Daniel (also called Donal when he was a boy) McGettigan was the son of Manus McGettigan and was born in Nov 1815 in the townland of Drumlackagh, parish of Mevagh, Co Donegal. He studied classics from the age of 15 at a private school near Mountcharles, Co Donegal and later at Derry Academy, which was presided over by a Presbyterian clergyman. From here he went to Clonard in Co. Meath, a foundation, then famous as a finishing school for aspirants to the priesthood destined for Maynooth.
He matriculated in 1833 and entered the Catholic Seminary, St. Patrick's College, Maynooth, Co.Kildare. After a year at the Dunboyne Establishment, he was ordained on 26th of May, 1839. He undertook post-graduate studies in 1839-40 and was then apointed as curate in Inver, Co. Donegal in 1840 and became administrator in Letterkenny later in 1840.
In 1854 he was appointed Vicar General of the diocese.
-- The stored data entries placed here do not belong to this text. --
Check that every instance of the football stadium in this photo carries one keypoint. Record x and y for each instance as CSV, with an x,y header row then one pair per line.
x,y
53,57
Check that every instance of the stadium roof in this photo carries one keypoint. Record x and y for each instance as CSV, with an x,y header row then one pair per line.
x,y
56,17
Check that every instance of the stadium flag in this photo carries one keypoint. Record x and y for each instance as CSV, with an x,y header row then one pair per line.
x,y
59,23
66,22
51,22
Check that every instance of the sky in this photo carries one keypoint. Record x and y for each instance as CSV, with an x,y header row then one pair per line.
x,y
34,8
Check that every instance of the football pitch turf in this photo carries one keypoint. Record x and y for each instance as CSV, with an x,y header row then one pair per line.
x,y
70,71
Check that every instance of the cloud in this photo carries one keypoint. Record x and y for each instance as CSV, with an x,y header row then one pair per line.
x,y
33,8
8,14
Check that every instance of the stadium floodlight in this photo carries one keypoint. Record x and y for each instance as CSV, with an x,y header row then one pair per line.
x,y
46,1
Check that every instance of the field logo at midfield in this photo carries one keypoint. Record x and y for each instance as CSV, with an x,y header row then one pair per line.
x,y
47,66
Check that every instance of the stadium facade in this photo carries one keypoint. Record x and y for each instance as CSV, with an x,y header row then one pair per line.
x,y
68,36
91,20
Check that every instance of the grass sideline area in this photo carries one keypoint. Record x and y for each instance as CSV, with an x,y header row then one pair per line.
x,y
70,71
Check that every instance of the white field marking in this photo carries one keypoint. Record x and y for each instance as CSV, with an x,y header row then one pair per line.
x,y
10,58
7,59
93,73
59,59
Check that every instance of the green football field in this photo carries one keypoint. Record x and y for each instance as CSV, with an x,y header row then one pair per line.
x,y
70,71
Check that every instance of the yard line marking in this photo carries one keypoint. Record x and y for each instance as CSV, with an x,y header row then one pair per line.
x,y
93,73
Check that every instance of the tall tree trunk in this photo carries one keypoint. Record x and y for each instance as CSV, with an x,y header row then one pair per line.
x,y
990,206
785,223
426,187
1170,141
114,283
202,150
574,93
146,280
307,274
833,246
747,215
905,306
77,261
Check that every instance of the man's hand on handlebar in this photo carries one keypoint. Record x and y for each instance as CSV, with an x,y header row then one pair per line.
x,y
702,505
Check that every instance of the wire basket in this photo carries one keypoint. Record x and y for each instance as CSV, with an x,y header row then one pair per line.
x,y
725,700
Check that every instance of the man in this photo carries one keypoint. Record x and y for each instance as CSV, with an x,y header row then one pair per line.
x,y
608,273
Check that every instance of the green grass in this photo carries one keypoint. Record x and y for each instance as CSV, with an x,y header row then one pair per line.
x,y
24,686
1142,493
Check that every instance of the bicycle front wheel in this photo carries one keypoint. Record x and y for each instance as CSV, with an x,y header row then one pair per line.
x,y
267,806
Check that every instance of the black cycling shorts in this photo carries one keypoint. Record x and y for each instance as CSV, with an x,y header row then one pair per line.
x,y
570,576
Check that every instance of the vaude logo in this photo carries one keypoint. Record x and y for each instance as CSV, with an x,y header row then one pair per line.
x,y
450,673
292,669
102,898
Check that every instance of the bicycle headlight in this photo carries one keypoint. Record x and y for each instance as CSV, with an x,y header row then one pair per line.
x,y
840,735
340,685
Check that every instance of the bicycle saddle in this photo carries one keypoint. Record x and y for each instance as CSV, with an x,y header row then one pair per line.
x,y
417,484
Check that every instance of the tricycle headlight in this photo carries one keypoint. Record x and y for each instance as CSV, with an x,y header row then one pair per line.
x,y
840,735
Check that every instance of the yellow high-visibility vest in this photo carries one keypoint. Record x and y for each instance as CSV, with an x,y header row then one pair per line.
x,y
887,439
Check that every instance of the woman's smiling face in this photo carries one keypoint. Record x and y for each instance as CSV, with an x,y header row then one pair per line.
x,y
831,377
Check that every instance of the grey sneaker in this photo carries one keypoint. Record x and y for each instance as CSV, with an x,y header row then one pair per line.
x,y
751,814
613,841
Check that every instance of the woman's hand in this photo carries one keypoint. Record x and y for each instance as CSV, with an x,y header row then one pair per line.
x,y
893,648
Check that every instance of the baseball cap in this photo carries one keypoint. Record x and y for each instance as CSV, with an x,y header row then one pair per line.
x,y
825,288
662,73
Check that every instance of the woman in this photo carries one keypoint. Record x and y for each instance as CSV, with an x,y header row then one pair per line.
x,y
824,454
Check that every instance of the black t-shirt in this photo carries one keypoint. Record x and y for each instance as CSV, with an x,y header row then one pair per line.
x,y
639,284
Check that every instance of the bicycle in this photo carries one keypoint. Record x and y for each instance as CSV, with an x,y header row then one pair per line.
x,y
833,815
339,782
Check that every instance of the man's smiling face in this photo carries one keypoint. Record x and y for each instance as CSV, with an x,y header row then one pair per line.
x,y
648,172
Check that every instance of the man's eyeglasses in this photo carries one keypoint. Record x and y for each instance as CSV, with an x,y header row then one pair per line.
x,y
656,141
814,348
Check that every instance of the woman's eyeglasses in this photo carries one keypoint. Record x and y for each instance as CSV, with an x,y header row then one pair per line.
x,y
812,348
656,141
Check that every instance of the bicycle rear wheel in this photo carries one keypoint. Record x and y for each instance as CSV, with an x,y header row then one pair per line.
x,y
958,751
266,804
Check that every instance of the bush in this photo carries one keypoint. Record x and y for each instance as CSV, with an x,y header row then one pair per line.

He spent 10 years in the parish of Kilbarron (Ballyshannon area) until 1861. In the meantime, he was appointed titular Bishop of Gera, Feb 29, 1856. decreed by S.C. Propaganda Fide Feb. 13, 1965 and Coadjutor with right of succession to Raphoe. In this role he assisted his namesake Dr. Patrick McGettigan, then reigning in the See.
He succeeded to the Bishopric later that year. Despite failing health at the age of 55 he yielded to a personal appeal from the Holy Father and was appointed to the Primatial See of Armagh on March 11th, 1870. He ruled the Cardinate for seventeen years. His death on Dec 3rd, 1887 resulted from paralysis. He is buried at St. Patricks Cemetery, Armagh.
His successor in Armagh was Michael Logue, also an native of Mevagh. He explained: "Daniel McGettigan was a man with a big and good heart, the poor primate was his own executor, he left three small legacies to the poor schools of three Convents, a small annuity to his old servant and his books, furniture and pontificals to me". This was his whole will and whether there be means to meet even these little legacies is not certain"
While CC in Letterkenny he became involved in the 'Glenswilly decree' of 1845 when he refused to breach a confidence in a restitution case - outside the seal of confession - and was arrested and was confined in the country jail in Lifford. He was subsequently conveyed to Newgate Prison, Dublin. Before his case came to trial a defect in the warrant of arrest was detected by his counsel, Daniel O'Connell (The Liberator), and he was released. On his appointment as Vicar General of Raphoe the S.C. Propaganda made an interesting mote to the effect that he was not related to the Bishop of Raphoe, Bishop Patrick McGettigan.
He attended the First Vatican Council and, while in Rome, he was said to have been the almost unanimous choice of the Irish bishops to fill the vacant Armagh See.